Bethune was here Thursday in touristy Fisherman's Wharf, where he retold stories of testing a one-of-a-kind, biodiesel-powered boat in rough seas. The 10-ton powerboat, called Earthrace, is specially designed with a needle nose to pierce through waves, instead of rising or undulating over them. The cabin stays dry thanks to three, 24-foot-tall hulls, making the vessel look like a Batmobile on water.

In June, Bethune managed to drive Earthrace through the middle of 40-foot waves barreling through Cook's Straight, which is also near New Zealand. But the storms near Manukau had the lightweight boat catching air.

"I've been the most scared in my life in the last two months," Bethune said during a tour of his speedboat.

Earthrace was docked in San Francisco as the main attraction of the Earthrace Project, a six-month, 30-city tour to promote renewable fuels that will culminate with an around-the-world speedboat race in March 2007. The wave-piercing powerboat, called a trimaran, is fueled solely by biodiesel, a so-called green energy source made from plant and animal fats.

Bethune, his crew and Earthrace's sponsors hope that breaking the world powerboat record of 75 days to circumnavigate the globe will raise awareness for biodiesel as a viable alternative to oil. Biodiesel has lower emissions, a smaller environmental "footprint" and "less reliance on dodgy parts of the world," Bethune said.

But this powerboat takes a lot of biodiesel. It holds as much as 3,000 gallons of biodiesel, enough to double the weight of the vessel. One refueling lasts awhile, however: It can travel from Vancouver to Acapulco, Mexico, on two full diesel engines tanks.

"I've been the most scared in my life in the last two months."
--Peter Bethune

Bethune started his career as an oil exploration engineer, but he "swung over from the dark side," as he said, after researching a paper on renewable energy for his MBA in 2002. "In the oil industry, everyone knows that the reserves are getting smaller and smaller. Biofuels will come in and play a role in the transition from total dependence on fossil fuels," said Bethune.
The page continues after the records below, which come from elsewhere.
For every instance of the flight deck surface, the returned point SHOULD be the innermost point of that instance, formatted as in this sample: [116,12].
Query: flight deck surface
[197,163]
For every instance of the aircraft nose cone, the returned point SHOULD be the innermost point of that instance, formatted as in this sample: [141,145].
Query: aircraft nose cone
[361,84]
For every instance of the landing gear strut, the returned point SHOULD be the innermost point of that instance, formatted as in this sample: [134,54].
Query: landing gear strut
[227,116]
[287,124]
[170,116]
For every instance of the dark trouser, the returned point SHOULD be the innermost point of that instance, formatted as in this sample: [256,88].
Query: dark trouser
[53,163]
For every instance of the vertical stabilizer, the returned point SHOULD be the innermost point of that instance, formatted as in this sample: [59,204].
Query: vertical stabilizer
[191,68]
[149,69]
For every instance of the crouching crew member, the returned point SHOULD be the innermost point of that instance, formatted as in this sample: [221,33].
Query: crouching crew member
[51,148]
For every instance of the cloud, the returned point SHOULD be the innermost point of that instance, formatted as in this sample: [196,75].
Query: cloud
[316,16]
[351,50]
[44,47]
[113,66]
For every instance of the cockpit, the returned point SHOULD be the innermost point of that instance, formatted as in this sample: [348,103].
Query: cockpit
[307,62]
As he got interested in renewable energy, he found himself drawn to powerboating, and had an urge to break the world record, as he tells it. Bethune began researching wave-piercing designs, which can travel at higher speeds than traditional speedboats by cutting through walls of water. That's when he took out a second mortgage on his New Zealand home for $750,000 and started talking to sponsors for Earthrace.

In all, it's taken $3 million in sponsorships and loans to get Earthrace this far.
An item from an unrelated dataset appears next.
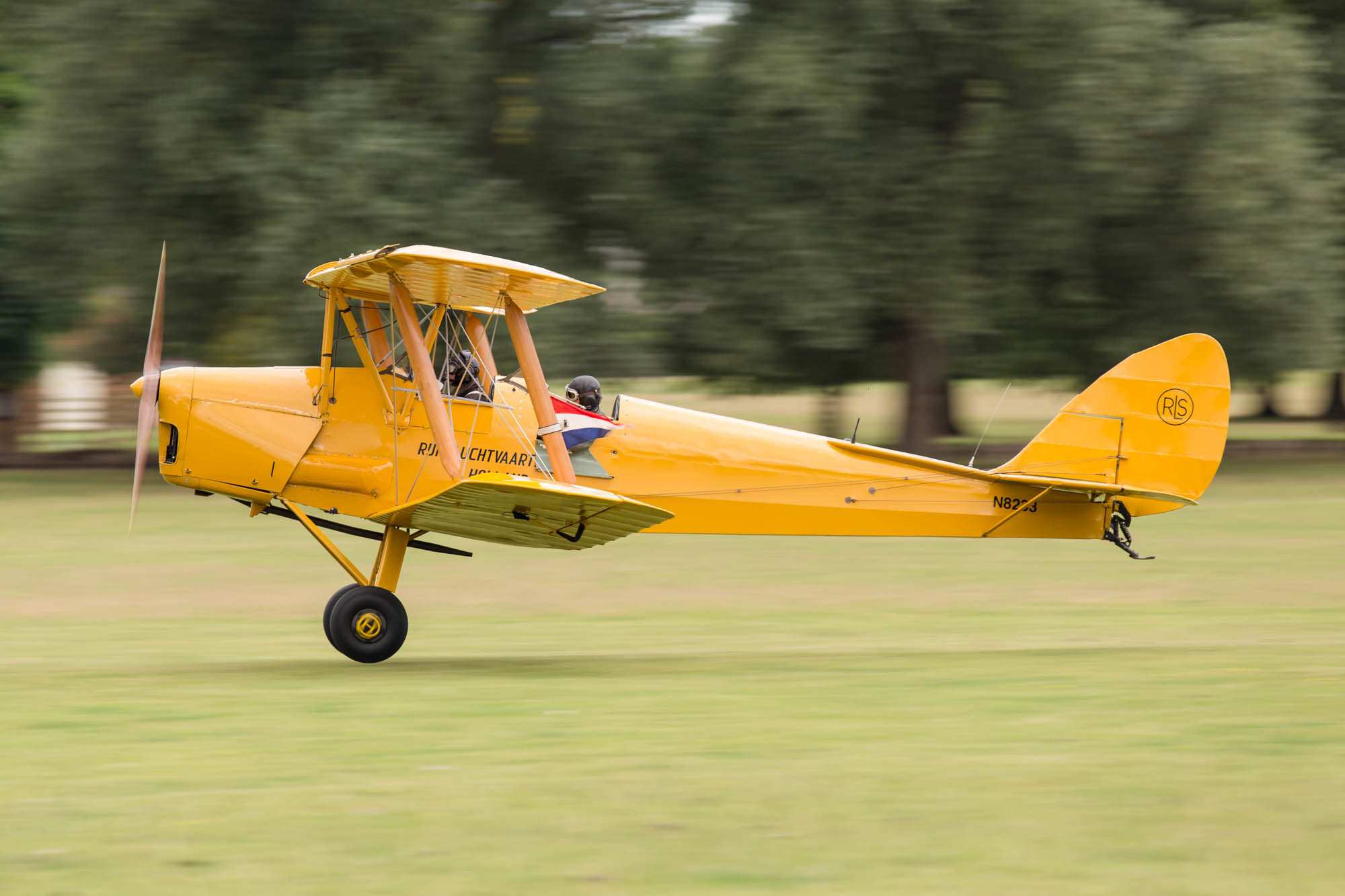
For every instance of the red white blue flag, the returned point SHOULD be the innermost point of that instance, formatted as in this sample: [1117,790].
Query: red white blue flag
[580,427]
The Earthrace crew started from New Zealand in July and has visited Samoa, Vancouver, Portland, Seattle and Hawaii, where biodiesel is the cheapest anywhere in the world at $2.50 per gallon, according to Bethune. (Biodiesel is typically equivalent to the price of diesel, but the fuel needs to go through a processing plant before it's ready for consumption.) From San Francisco, Earthrace will go on to Panama, several ports on the East Coast, and New Orleans.

The boat itself was designed by Craig Loomis Design Group and built by Calibre Boats, a purveyor of high-tech custom yachts. About 78 feet in length, the boat is constructed largely of a lightweight carbon composite, which is typically used in military aircraft, and Kevlar. It's also green.
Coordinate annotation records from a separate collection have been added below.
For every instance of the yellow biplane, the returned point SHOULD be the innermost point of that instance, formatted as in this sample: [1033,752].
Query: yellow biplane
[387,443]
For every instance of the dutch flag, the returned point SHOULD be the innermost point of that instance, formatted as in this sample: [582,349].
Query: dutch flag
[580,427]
The boat's lower-deck floor is made of hemp, a durable industrial fiber that's renewable and can withstand small impacts. Because hemp is the root of the plant Cannabis, the floor is green. The crew also uses organic compounds to keep barnacles off the bottom of the boat, in order to avoid using common waxy chemicals that leach out into the water. Using organic means, however, the Earthrace crew must clean the bottom of the boat once a month.

Bethune's been living on the boat for the last couple of months with three other crew members in tight quarters. The lower deck technically sleeps eight, but there are only six bunk beds that line the inside walls of the front of the boat.

Externally, the powerboat is silver with black symbols painted on its body. The boat's hulls are shaped like horns, and on those horns there are symbols meant to represent positive and negative influences on the environment. A warrior symbol in the shape of a spear, called a Taiaha, is also painted on the nose of the boat, signifying strength and power.

Facing waves any higher than 40 feet, Earthrace's going to need it.